De acordo com Nicole-Claude Mathieu (2009), as sociedades humanas 
reforçam e sobrevalorizam as diferenças. Com base nas diferenças biológicas, os 
indivíduos têm comportamentos, funções e padrões sociais estabelecidos. 
O conceito de gênero diz respeito, portanto, a aspectos sociais, culturais e 
históricos. Com base nas diferenças biológicas, ou seja, com base no sexo, 
indivíduos “aprendem” a se comportar de acordo com as diretrizes estabelecidas 
em sua cultura. 
Aspectos como a diferenciação de aparência (por exemplo, vestimentas, 
uso de acessórios e cabelos), regras e expectativas de comportamentos podem 
ser citadas como parte da construção dos gêneros feminino e masculino. De 
acordo com Mathieu (2009), a sexualidade, a reprodução e a divisão do trabalho 
também são aspectos do gênero. 
Como aponta a clássica afirmação de Simone de Beauvoir: “Ninguém 
nasce mulher: torna-se mulher. Nenhum destino biológico, psíquico, econômico 
define a forma que a fêmea humana assume no seio da sociedade; é o conjunto 
da civilização que elabora esse produto [...]” (Beauvoir, 1967, p. 9). 

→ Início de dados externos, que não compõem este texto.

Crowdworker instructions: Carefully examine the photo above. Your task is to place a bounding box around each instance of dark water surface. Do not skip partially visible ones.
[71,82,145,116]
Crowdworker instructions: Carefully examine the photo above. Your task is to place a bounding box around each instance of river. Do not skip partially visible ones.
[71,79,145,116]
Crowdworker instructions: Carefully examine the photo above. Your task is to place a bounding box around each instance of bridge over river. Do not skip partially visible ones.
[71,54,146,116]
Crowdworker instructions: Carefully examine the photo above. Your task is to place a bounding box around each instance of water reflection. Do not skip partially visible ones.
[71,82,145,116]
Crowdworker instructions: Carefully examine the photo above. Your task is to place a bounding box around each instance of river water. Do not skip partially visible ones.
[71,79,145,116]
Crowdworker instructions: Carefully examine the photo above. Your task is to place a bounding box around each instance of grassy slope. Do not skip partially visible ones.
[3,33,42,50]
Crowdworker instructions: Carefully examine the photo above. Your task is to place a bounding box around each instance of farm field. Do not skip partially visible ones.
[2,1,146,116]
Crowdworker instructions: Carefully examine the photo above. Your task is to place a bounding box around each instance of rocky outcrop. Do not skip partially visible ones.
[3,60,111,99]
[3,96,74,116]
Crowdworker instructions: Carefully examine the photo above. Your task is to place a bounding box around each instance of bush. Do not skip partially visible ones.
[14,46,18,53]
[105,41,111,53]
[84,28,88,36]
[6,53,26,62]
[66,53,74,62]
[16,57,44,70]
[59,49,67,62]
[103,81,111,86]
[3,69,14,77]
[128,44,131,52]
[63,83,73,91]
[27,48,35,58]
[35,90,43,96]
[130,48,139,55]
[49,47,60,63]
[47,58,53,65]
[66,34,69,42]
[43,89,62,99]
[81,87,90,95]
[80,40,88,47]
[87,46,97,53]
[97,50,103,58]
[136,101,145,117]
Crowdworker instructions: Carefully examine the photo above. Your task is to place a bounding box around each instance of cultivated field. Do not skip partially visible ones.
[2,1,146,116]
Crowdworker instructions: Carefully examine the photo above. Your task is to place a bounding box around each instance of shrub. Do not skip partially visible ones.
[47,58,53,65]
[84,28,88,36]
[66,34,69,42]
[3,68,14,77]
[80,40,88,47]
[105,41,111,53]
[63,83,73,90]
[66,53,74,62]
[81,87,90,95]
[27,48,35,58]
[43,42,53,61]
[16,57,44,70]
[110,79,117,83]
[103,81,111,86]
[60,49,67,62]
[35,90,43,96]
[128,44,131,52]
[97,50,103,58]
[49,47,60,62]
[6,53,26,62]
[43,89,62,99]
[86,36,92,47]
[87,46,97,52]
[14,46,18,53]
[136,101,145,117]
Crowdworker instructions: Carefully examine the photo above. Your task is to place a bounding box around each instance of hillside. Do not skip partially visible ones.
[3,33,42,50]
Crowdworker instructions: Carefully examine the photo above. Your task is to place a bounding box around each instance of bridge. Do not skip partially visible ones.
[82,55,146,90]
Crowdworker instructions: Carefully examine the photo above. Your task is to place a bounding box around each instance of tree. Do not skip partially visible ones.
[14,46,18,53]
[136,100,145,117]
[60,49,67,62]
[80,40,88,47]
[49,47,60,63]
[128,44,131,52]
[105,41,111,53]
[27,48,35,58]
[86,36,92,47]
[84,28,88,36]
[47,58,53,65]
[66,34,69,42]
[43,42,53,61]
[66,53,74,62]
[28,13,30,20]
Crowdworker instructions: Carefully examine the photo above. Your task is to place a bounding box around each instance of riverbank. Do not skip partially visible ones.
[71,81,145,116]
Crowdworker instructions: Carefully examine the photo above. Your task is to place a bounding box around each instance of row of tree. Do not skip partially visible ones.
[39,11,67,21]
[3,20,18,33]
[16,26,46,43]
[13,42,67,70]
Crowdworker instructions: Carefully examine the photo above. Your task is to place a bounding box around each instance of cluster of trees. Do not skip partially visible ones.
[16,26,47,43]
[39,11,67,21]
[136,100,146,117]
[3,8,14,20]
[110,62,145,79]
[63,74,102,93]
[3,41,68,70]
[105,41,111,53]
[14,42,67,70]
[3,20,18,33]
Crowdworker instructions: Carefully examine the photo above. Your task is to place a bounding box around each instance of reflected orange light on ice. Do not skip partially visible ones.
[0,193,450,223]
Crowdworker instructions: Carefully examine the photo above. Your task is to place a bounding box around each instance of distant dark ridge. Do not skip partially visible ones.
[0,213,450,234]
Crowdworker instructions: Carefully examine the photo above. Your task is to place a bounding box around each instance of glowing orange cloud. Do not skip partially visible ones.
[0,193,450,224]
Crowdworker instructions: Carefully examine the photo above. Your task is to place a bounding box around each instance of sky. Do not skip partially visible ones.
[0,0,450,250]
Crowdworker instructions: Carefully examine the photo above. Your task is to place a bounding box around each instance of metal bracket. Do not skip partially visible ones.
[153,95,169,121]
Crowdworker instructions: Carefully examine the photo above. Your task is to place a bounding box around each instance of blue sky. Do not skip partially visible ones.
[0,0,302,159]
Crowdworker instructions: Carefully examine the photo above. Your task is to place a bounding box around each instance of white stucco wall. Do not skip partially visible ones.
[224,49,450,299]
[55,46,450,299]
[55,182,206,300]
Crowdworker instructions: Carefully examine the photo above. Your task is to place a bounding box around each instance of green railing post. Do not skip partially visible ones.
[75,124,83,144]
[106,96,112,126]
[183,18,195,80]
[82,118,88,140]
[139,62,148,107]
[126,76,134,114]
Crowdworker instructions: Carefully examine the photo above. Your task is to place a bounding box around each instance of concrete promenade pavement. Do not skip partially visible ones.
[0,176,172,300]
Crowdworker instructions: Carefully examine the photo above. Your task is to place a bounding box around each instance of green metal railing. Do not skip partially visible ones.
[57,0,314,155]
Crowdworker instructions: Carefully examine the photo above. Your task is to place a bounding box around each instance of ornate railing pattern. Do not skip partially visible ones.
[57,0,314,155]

É importante destacar que existem diferentes usos, sentidos e concepções 
do conceito de gênero. No campo da teoria feminista, em suas diferentes fases, 
diferentes intelectuais formularam múltiplas definições do conceito de gênero, 
bem como da distinção entre sexo e gênero. 
Para fins desta disciplina, o conceito de gênero pode contribuir para a 
compreensão das dinâmicas de violência, em especial da violência intrafamiliar e 
contra a mulher.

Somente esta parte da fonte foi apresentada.